I completely disagree. The problem IS SCOTUS' nonsensical Mayo/Alice framework, having no basis in the patent statutes, ignoring 35 USC 112 which acknowledges that the invention is defined by the claims (and per Diehr, as "a whole"), not some made-up "directed to" malarkey foisted on us by SCOTUS, and even worse, deeming claimed subject matter as an ineligible "abstract idea," but never, never having the courtesy (or courage) to define in Alice or any other SCOTUS decision what, pray tell, that phrase means. No wonder there is so much uncertainty and chaos in the U.S. patent system. If it were up to me, SCOTUS would (and should) be stripped of any appellate review of patent cases.

EG, let us distinguish between the 101 "framework" as you call it, and the detail (the "meat") with which the lower courts are required to clothe the "bone", by which I mean the "framework" tossed to them by SCOTUS.

There has to be an examination of what is eligible under 101, just like there has to be a test of what is eligible in Europe, under Art 52, EPC.

One way to do it is the EPO way, eschewing any consideration of what is the contribution to the art to be found in the claim.

Another way to do it is the English way, asking whether the contribution is within the ambit of the useful arts.

As 35 USC 101 includes the word "new" and is confined to the useful arts, the English way strikes me as fitting better to the USA than the EPO approach to Art 52 EPC.

As to whether the implementation of the "framework" is sensible or nonsensical, people differ.

I have no time on a busy working day to go into this case in detail.

But I cannot help noticing that Konami took a chance and evidently did not win the jackpot.
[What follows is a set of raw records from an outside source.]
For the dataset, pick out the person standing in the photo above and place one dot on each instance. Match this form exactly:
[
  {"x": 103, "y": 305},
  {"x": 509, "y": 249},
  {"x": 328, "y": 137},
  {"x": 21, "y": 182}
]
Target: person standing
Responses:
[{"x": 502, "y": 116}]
It mostly happens for machines of this type.


Great idea ( ;-) )

To that idea, may I remind all that the Constitution itself provides Congress with the ability to apply jurisdiction stripping? that patent appeals are not a matter of original jurisdiction of the Supreme Court (a predicate for jurisdiction stripping being met)? and that as long as a new Article III court is created (the current CAFC is a dysfunctional, brow-beaten mess), then the Supreme Court case of Marbury remains met (judicial review is reserved to the branch of the government identified as Article III and does NOT require judicial review by the Supreme Court itself).

Sadly, the better question is would Congress recognize its power to do what (should) be done?

I remain:

Hey Skeptical,

Glad you like my thought on jurisdiction stripping. And the precedent is there to do so with respect to SCOTUS hearing patent cases. When the predecessor to the Federal Circuit, the Court of Customs and Patent Appeals (CCPA), was created, there was no provision for appeal of a CCPA decision to SCOTUS. That provision was only added later.